Robert Whitaker, jornalista e escritor: “A indústria farmacêutica capturou a psiquiatria”
Americano, especializado em medicina e ciências, veio ao Rio para lançar livro publicado no Brasil pela Editora Fiocruz
por Nelson Gobbi
19/07/2017 4:30
"Investigo o fenômeno da medicalização, em particular a influência das drogas utilizadas na psiquiatria. Já publiquei quatro livros. Ganhei o Prêmio George Polk para Escrita Médica, em 1998, por meus artigos sobre a psiquiatria e a indústria farmacêutica, e fui finalista do Prêmio Pulitzer no Serviço Público, em 1999."
Conte algo que não sei.
Nos EUA, a porcentagem de pessoas que tomam medicamentos para doenças psiquiátricas cresceu de forma espantosa. Hoje, cerca de 20% tomam essas drogas todos os dias. Mais de 10% das crianças nas escolas americanas estão medicadas e, nas universidades, 25% dos estudantes tomam os remédios.
Esses medicamentos ajudam a diminuir as doenças psiquiátricas?
Não. Com o tempo, medicamentos mais efetivos foram desenvolvidos. Os níveis de problemas em relação a doenças psiquiátricas deveriam diminuir, mas todas as evidências mostram o contrário. E está acontecendo o mesmo em todos os países que adotam este modelo de tratamento. Temos de nos perguntar: estamos no caminho certo?
O que as atuais pesquisas científicas demonstram?
Elas apontam que os remédios têm eficácia imediata. Depois de seis semanas, os grupos que tomam os medicamentos têm melhores respostas do que os que tomam placebos. Mas o que acontece com essas pessoas depois de três, cinco, dez anos de uso regular? Há mais de 40 anos, já existia a preocupação de que o uso contínuo de antidepressivos poderia causar depressão crônica.
Por que estas pesquisas não chegam ao grande público?
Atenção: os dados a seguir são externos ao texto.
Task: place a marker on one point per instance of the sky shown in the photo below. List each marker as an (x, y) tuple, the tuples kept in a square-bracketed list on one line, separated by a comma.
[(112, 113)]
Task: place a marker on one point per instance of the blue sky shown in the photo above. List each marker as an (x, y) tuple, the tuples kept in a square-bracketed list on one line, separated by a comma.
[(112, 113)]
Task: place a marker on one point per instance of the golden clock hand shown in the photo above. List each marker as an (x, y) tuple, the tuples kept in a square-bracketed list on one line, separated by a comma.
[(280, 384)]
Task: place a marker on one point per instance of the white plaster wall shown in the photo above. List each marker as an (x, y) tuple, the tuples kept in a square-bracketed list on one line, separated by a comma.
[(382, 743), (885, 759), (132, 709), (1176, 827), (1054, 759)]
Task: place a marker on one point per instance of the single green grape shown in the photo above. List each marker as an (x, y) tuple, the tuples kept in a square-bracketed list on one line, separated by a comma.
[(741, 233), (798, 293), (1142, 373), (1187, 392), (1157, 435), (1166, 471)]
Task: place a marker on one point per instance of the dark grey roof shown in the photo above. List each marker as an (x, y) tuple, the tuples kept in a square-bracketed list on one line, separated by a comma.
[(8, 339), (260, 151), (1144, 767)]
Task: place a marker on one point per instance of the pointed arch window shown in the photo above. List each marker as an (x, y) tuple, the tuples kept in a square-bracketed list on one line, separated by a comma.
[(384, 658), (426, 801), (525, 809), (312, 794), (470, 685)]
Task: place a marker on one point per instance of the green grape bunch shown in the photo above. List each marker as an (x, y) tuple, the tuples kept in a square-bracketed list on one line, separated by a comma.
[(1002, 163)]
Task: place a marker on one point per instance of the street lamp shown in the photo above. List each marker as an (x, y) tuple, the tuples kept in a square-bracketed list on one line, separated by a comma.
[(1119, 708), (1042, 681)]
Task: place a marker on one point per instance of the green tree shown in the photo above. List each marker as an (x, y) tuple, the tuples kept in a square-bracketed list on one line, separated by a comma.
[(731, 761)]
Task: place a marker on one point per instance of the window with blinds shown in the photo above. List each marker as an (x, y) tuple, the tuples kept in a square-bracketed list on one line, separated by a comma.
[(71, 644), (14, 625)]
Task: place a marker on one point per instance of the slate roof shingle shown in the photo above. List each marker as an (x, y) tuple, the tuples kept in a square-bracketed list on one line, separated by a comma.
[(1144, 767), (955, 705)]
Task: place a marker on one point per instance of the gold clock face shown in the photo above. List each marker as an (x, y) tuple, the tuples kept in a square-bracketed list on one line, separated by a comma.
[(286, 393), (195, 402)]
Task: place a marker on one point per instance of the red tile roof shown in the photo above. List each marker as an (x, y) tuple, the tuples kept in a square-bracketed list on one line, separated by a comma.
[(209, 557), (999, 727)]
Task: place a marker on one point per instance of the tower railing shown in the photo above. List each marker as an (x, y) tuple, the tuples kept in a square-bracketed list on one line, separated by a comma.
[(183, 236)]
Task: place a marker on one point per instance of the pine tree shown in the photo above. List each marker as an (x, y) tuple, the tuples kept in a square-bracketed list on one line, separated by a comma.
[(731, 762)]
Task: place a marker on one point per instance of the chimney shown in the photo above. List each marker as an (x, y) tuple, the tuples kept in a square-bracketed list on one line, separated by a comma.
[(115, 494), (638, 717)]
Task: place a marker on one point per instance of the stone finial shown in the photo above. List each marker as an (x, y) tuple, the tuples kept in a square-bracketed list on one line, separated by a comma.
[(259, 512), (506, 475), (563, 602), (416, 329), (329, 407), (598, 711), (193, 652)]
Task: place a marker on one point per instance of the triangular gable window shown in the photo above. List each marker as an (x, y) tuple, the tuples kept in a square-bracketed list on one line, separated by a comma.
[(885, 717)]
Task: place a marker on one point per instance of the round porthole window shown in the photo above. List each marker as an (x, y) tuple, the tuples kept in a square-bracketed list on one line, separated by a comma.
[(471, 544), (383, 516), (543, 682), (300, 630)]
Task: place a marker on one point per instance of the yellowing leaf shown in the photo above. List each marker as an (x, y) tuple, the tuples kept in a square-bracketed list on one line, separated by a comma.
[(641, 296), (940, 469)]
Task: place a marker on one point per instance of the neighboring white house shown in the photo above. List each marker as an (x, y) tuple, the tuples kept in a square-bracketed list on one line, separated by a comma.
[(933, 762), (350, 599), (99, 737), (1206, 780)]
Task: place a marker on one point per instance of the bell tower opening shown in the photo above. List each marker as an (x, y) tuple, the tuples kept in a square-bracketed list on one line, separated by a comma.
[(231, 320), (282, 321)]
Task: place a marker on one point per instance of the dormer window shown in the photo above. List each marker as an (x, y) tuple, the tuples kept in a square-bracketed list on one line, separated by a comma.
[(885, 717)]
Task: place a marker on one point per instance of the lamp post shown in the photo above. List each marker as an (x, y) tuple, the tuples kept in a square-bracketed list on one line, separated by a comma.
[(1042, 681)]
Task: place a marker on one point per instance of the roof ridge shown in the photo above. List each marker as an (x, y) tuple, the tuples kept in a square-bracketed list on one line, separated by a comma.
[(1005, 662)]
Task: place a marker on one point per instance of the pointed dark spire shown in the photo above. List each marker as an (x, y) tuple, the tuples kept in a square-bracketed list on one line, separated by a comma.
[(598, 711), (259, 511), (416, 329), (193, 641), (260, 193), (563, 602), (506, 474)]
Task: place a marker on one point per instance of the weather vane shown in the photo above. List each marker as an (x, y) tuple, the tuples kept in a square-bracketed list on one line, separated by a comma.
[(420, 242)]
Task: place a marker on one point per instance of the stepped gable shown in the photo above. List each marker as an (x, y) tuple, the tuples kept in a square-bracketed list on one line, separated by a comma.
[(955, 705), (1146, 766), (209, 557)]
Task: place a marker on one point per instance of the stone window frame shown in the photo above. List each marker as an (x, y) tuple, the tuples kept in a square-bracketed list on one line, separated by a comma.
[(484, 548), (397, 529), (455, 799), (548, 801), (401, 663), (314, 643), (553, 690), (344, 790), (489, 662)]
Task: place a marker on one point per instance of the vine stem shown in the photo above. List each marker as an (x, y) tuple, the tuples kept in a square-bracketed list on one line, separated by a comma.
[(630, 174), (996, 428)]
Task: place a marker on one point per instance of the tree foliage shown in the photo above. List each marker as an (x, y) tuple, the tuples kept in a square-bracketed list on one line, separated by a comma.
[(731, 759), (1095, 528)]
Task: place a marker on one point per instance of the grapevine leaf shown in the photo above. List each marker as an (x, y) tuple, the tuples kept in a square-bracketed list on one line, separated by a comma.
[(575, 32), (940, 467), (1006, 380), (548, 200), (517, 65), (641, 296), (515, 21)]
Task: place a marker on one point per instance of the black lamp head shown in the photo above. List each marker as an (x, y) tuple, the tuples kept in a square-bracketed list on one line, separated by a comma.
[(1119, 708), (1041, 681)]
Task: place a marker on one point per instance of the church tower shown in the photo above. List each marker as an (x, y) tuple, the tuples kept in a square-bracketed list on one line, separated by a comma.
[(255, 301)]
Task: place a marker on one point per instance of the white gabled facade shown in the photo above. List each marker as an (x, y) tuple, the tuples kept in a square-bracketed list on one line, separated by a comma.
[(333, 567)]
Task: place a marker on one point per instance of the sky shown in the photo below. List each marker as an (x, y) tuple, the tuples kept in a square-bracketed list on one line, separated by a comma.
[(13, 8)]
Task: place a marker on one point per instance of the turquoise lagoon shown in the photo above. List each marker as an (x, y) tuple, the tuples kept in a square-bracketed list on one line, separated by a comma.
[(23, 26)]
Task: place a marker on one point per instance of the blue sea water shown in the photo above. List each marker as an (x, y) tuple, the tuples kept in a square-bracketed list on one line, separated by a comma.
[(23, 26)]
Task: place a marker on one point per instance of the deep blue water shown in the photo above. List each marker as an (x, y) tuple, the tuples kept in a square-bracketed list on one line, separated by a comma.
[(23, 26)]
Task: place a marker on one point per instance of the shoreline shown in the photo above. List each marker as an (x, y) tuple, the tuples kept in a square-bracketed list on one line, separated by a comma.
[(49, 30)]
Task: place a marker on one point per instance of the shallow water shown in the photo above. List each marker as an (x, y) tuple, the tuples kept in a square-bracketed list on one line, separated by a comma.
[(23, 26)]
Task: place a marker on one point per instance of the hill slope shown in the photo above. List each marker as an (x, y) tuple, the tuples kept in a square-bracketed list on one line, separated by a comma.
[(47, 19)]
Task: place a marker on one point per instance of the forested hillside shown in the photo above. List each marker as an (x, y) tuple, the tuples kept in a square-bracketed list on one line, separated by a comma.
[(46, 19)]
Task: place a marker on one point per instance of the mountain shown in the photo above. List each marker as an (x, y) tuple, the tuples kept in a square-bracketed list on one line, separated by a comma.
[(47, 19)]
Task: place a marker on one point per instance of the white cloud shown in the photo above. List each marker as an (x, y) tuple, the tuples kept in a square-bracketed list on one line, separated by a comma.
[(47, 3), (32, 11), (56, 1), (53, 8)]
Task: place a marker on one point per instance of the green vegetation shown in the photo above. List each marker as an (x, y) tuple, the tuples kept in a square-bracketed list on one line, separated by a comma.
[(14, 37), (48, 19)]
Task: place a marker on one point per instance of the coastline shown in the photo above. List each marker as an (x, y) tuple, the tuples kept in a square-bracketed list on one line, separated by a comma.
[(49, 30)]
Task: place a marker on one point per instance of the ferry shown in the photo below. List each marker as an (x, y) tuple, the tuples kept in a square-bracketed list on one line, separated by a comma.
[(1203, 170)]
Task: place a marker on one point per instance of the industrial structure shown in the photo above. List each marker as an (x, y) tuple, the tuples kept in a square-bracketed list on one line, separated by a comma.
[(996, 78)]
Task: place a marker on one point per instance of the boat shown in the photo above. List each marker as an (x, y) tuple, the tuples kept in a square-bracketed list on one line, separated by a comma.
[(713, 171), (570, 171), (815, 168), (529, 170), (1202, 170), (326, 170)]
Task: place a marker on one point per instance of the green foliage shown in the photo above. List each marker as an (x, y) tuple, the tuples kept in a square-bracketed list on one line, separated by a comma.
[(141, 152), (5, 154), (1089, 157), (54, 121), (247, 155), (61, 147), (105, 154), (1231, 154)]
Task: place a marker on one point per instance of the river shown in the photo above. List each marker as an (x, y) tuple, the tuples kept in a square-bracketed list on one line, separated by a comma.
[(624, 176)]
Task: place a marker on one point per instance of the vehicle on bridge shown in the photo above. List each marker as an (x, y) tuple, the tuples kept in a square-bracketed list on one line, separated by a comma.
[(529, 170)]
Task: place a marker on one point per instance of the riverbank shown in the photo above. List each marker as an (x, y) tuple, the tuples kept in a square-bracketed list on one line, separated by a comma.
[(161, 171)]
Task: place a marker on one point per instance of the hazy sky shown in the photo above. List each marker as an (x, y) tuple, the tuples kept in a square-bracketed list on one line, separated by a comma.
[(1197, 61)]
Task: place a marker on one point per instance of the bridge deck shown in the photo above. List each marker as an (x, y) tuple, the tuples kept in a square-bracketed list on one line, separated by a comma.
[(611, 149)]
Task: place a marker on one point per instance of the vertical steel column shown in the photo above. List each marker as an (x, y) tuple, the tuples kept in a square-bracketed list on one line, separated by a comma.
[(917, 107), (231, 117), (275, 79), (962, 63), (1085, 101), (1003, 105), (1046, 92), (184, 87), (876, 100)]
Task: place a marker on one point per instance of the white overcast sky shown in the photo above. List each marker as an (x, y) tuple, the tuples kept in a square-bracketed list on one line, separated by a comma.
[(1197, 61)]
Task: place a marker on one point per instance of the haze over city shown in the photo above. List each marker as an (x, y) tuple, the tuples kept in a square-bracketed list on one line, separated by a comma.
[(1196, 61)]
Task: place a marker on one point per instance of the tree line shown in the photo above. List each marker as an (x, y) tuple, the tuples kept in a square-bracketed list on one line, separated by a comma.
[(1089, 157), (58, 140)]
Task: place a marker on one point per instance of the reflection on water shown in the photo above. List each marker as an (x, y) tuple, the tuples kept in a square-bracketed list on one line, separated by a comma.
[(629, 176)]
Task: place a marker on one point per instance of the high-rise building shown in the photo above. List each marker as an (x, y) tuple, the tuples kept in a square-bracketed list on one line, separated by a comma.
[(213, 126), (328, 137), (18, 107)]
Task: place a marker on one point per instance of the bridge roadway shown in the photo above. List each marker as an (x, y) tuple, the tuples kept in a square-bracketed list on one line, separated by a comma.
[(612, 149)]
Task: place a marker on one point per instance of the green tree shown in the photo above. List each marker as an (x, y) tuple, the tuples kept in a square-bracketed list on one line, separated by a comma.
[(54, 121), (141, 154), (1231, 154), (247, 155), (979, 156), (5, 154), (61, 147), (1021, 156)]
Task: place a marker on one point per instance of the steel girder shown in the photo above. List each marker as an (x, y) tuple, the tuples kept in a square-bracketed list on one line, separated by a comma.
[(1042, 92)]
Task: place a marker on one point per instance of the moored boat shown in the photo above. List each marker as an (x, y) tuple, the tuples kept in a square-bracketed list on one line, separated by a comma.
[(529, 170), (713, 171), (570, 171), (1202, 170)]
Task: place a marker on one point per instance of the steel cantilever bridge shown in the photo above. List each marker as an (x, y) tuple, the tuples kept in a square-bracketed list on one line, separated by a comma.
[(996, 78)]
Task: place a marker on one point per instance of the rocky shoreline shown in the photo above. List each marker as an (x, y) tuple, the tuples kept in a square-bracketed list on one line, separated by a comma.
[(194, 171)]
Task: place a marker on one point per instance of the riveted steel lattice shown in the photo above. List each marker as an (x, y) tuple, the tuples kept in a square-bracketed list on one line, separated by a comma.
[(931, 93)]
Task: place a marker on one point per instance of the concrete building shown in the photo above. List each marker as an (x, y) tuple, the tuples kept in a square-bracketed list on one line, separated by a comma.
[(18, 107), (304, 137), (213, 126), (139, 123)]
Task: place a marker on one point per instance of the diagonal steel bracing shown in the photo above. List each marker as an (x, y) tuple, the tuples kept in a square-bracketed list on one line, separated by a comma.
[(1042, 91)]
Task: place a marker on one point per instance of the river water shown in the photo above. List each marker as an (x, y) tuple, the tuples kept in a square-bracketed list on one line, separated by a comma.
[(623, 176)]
Até a década de 1980, grande parte dos psiquiatras não tinha boa reputação nos EUA, muita gente não os via como médicos “de verdade”, e eles queriam melhorar sua imagem. Um caminho para isso foi a prescrição de remédios, a adoção do discurso de que os desequilíbrios químicos estavam por trás de muitas doenças mentais. Ao mesmo tempo, a indústria farmacêutica começou a dar muito dinheiro para a área, a financiar pesquisas, patrocinar congressos. Foi a época em que essas ideias começaram a ser exportadas para o mundo. A indústria capturou a profissão.
Existe alguma outra saída para evitar os remédios?
Há pesquisas que demonstram que os sintomas da depressão podem regredir sem os medicamentos, mas é um processo que leva mais tempo. Por isso, os remédios são o método mais usado.
E em relação ao Transtorno do Déficit de Atenção? Crianças e jovens estão sendo medicadas precocemente?
Essa é uma preocupação dos pais em todo o mundo. Nos EUA, começamos a medicar jovens e crianças há mais de 30 anos, e não há nenhuma evidência de que eles têm melhor desempenho depois de adultos. Pelo contrário, depois de anos tomando esses remédios os jovens têm sintomas piores e começam a receber outros diagnósticos, como transtorno bipolar ou esquizofrenia. Ouvi relatos de que aqui no Brasil estão receitando Risperidona para crianças de três e quatro anos. É um remédio fortíssimo.
Qual seria a solução para esses problemas?
Vivemos em uma sociedade altamente medicada, é um problema global. Por outro lado, temos resultados positivos com experiências com escolas que dão mais tempo para as crianças brincarem, que optam por alimentação saudável ou mudam a forma de os professores ensinarem. Em todos estes casos, os sintomas de TDAH desaparecem. Temos que escolher entre mudar nossas escolas e nosso modo de vida ou continuar medicando nossas crianças.